In Transphobia Has No Place in Feminism, writer Lauren Rankin repeats a popular pro-trans argument that the (dominant) radical feminist stance on trans women (i.e. they are not women) is contradicted by Simone de Beauvior’s famous quote, “One is not born, but rather becomes, a woman.” Lauren writes:
Any assumption that cisgender women are the only true women is a blatant form of bigotry. And honestly, it’s in direct violation of Feminism 101. After all, Simone De Beauvoir said more than half a century ago “One is not born, but rather becomes, a woman.”
Feminism is predicated on the idea that gender is a social construct, that women are not defined by their biology, and that the category of “woman” is informed and constructed by social gender norms. If women are more than what’s between their legs, why do some feminists continue to perpetuate a patriarchal notion that biology is destiny?

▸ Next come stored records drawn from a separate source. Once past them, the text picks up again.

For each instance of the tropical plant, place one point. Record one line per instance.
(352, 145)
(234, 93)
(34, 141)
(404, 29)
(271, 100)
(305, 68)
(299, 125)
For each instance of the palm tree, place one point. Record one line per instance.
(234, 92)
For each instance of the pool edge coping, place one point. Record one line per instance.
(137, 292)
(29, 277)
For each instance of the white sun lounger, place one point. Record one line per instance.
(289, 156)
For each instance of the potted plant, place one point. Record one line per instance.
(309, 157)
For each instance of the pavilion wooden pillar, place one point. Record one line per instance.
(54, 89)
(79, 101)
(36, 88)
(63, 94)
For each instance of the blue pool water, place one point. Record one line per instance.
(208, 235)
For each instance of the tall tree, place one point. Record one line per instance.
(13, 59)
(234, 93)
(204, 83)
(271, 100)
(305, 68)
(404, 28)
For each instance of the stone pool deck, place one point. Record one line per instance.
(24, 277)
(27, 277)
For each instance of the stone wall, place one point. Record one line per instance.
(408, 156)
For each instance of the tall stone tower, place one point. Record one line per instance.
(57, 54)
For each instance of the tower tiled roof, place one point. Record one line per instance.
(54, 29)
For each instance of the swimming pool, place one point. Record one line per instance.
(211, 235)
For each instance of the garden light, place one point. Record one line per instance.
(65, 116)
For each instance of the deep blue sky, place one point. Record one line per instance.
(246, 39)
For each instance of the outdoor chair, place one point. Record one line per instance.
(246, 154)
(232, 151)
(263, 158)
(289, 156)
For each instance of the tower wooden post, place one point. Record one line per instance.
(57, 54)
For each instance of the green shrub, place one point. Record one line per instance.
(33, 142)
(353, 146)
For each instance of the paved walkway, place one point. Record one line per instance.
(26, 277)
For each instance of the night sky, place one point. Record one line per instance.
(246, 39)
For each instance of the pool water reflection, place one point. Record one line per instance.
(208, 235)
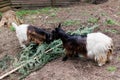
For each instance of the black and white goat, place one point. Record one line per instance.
(96, 46)
(27, 33)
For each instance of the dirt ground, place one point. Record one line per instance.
(75, 69)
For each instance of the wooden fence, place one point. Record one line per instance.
(33, 3)
(39, 3)
(4, 5)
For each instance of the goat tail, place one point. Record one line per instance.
(14, 25)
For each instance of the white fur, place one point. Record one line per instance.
(21, 33)
(97, 46)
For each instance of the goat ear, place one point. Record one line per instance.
(59, 26)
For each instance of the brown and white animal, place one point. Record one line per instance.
(96, 46)
(27, 33)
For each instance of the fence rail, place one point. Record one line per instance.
(34, 3)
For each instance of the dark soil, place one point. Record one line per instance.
(75, 69)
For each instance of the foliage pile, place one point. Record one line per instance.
(35, 57)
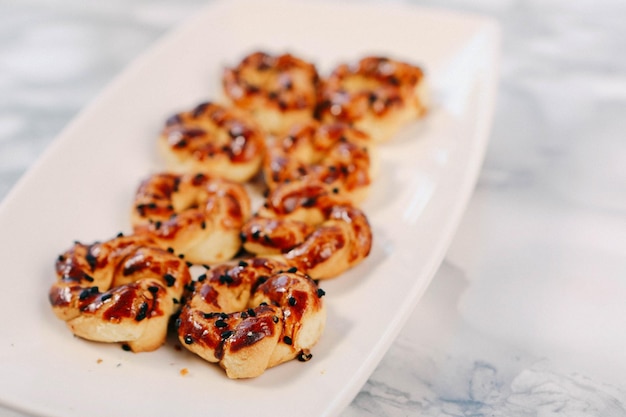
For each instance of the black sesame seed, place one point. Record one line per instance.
(91, 260)
(87, 292)
(226, 279)
(169, 279)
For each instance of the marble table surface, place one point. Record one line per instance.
(527, 314)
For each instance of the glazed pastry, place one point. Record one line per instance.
(335, 154)
(377, 95)
(278, 91)
(215, 140)
(252, 315)
(122, 290)
(197, 216)
(308, 226)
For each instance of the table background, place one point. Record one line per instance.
(527, 314)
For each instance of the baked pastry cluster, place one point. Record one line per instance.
(308, 142)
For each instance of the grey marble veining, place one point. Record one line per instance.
(526, 317)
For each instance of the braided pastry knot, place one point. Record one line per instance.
(213, 139)
(194, 214)
(252, 315)
(307, 225)
(122, 290)
(278, 91)
(377, 95)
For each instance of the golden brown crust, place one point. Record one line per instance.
(196, 215)
(122, 290)
(278, 90)
(333, 153)
(251, 315)
(215, 140)
(376, 94)
(338, 236)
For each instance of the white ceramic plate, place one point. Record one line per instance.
(82, 190)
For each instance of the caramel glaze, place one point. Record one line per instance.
(337, 234)
(180, 210)
(283, 82)
(211, 130)
(128, 277)
(334, 153)
(387, 85)
(238, 307)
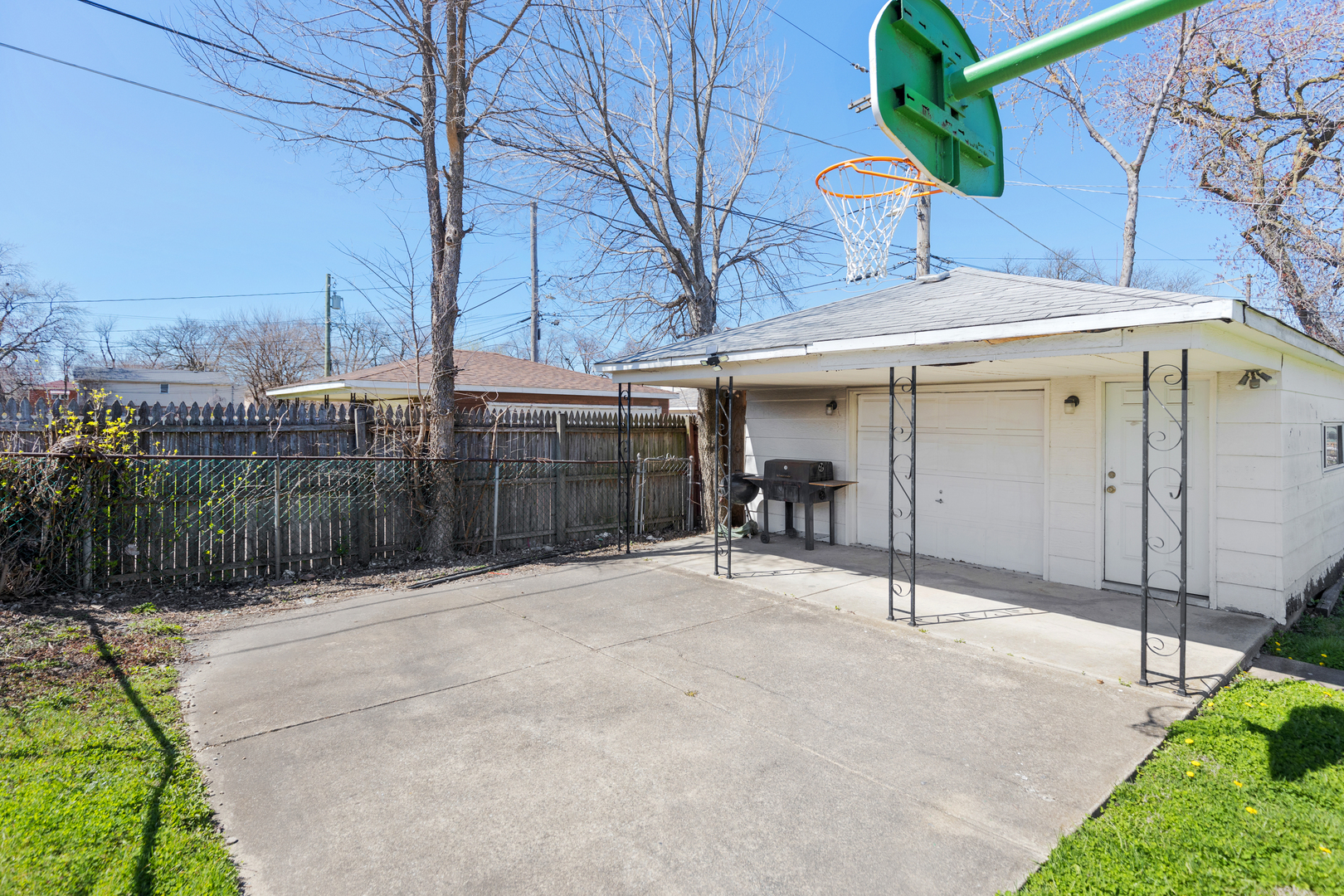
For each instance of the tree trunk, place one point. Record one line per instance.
(1127, 262)
(714, 469)
(1276, 254)
(444, 187)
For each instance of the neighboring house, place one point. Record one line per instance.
(54, 391)
(485, 379)
(1029, 419)
(151, 384)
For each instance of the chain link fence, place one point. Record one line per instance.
(95, 522)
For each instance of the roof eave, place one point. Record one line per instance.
(1213, 309)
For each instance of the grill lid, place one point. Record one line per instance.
(795, 470)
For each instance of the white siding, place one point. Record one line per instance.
(1073, 475)
(1248, 504)
(178, 392)
(1312, 535)
(793, 423)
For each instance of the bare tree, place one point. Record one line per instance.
(1060, 264)
(650, 114)
(398, 297)
(265, 351)
(1166, 281)
(38, 325)
(187, 344)
(363, 340)
(1118, 104)
(102, 334)
(402, 85)
(1261, 109)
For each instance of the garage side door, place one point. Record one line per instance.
(981, 479)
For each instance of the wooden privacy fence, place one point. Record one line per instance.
(304, 429)
(82, 523)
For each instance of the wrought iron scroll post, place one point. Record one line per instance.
(1155, 543)
(1142, 562)
(905, 434)
(714, 480)
(728, 483)
(1185, 501)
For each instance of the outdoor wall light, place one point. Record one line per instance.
(1253, 379)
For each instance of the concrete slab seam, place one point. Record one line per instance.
(387, 703)
(1031, 850)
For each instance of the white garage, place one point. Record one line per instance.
(981, 476)
(1030, 412)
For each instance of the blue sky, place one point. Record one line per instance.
(127, 193)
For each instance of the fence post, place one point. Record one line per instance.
(562, 455)
(689, 494)
(86, 572)
(494, 524)
(275, 519)
(360, 437)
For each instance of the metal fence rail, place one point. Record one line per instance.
(80, 523)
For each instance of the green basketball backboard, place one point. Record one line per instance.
(933, 95)
(914, 49)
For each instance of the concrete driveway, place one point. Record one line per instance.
(626, 727)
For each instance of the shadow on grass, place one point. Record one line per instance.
(1311, 739)
(149, 830)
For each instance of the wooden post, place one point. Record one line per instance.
(275, 516)
(562, 455)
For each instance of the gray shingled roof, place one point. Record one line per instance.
(968, 297)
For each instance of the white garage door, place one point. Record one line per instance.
(981, 494)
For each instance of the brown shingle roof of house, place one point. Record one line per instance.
(489, 371)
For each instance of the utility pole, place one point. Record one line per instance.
(923, 207)
(537, 299)
(327, 363)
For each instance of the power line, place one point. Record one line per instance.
(644, 84)
(806, 34)
(1098, 215)
(244, 54)
(403, 162)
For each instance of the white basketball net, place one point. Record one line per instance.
(867, 197)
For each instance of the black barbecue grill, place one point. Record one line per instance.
(806, 483)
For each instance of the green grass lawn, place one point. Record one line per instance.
(99, 789)
(1248, 796)
(1316, 640)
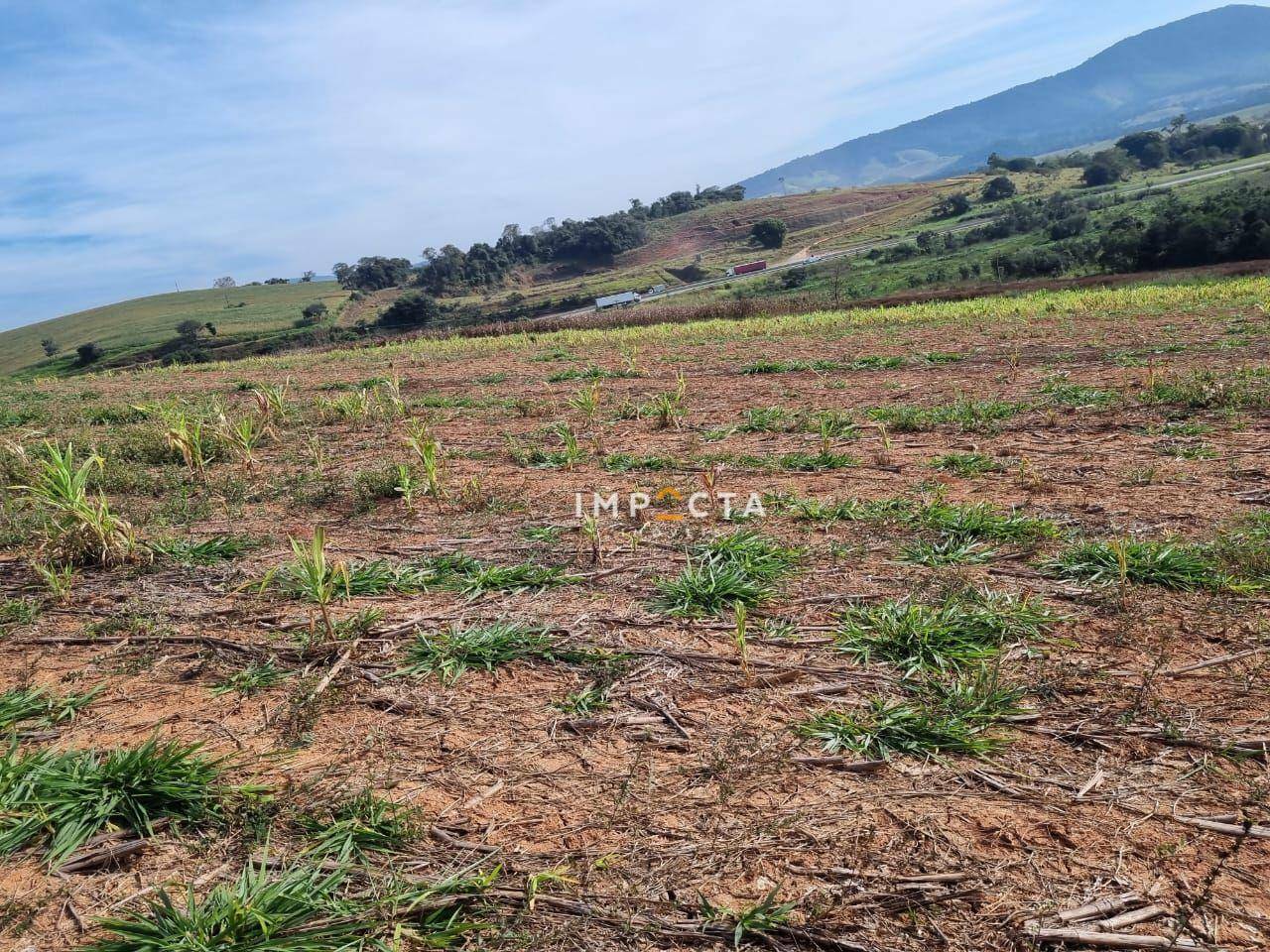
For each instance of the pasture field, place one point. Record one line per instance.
(316, 653)
(131, 325)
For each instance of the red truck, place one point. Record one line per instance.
(746, 268)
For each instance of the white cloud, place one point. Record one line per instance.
(271, 139)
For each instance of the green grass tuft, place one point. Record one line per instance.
(64, 798)
(1173, 565)
(449, 653)
(217, 548)
(357, 826)
(302, 909)
(37, 707)
(939, 719)
(957, 633)
(968, 465)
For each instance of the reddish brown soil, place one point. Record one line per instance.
(1083, 803)
(799, 212)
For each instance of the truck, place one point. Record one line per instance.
(626, 298)
(746, 268)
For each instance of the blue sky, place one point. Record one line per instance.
(146, 146)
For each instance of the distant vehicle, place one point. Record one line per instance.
(746, 268)
(626, 298)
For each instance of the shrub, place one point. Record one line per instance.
(770, 232)
(412, 309)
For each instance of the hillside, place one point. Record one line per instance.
(982, 667)
(1205, 64)
(145, 321)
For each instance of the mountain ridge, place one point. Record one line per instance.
(1206, 63)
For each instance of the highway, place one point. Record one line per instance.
(866, 246)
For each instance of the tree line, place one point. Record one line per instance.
(1182, 141)
(483, 267)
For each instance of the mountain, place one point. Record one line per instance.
(1205, 64)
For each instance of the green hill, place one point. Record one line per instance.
(1210, 63)
(146, 321)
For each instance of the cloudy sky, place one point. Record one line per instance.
(153, 145)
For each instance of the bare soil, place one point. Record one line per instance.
(694, 783)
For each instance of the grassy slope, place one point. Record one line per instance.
(720, 235)
(150, 320)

I agree that “any assumption that cisgender women are the only true women is a blatant form of bigotry”–not necessarily because I believe that trans women are “true women,” but because I don’t know what “true women” means in the first place–but I don’t feel that the use of de Beauvoir’s quote in this context is appropriate.
This famous quote comes from the beginning of the book two of The Second Sex, which is a chapter about the development of gendered characteristics in childhood. de Beauvoir writes:
No biological, psychological, or economic fate determines the figure that the human female presents in society […] Only the intervention of someone else can establish an individual as an Other. […] If, well before puberty and sometimes even from early infancy, she seems to us to be already sexually determined, this is not because mysterious instincts directly doom her to passivity, coquetry, maternity; it is because the influence of others upon the child is a factor almost from the start, and thus she is indoctrinated with her vocation from her earliest years.
Simone de Beauvoir does negate the “patriarchal notion that biology is destiny,” but that notion is not what (most) radical feminists actually subscribe to. Radical feminists believe, as did de Beauvoir, that one becomes a woman through and as a result of “the intervention of someone else” that indoctrinates female children into feminine gender roles.
On the other hand, trans activists and allies sometimes claim that trans women are women because of some “mysterious instincts,” as de Beauvoir calls it–a form of neuroessentialism. They might, possibly, be right about the etiology of gender identity, but they cannot use de Beauvoir’s words to support that position.
My position–following Naomi Scheman’s statement that “transsexual lives are lived, hence livable”–has always been that trans women are women because they just are; trans existence does not require any theoretical justification any more than cis existence does. But when trans activists and allies resort to a mis-interpretation of classical feminist text to argue against the anti-trans bigotry within feminism, I worry that it only bolsters radical feminists’ confidence that they are the only real feminists who understand feminism.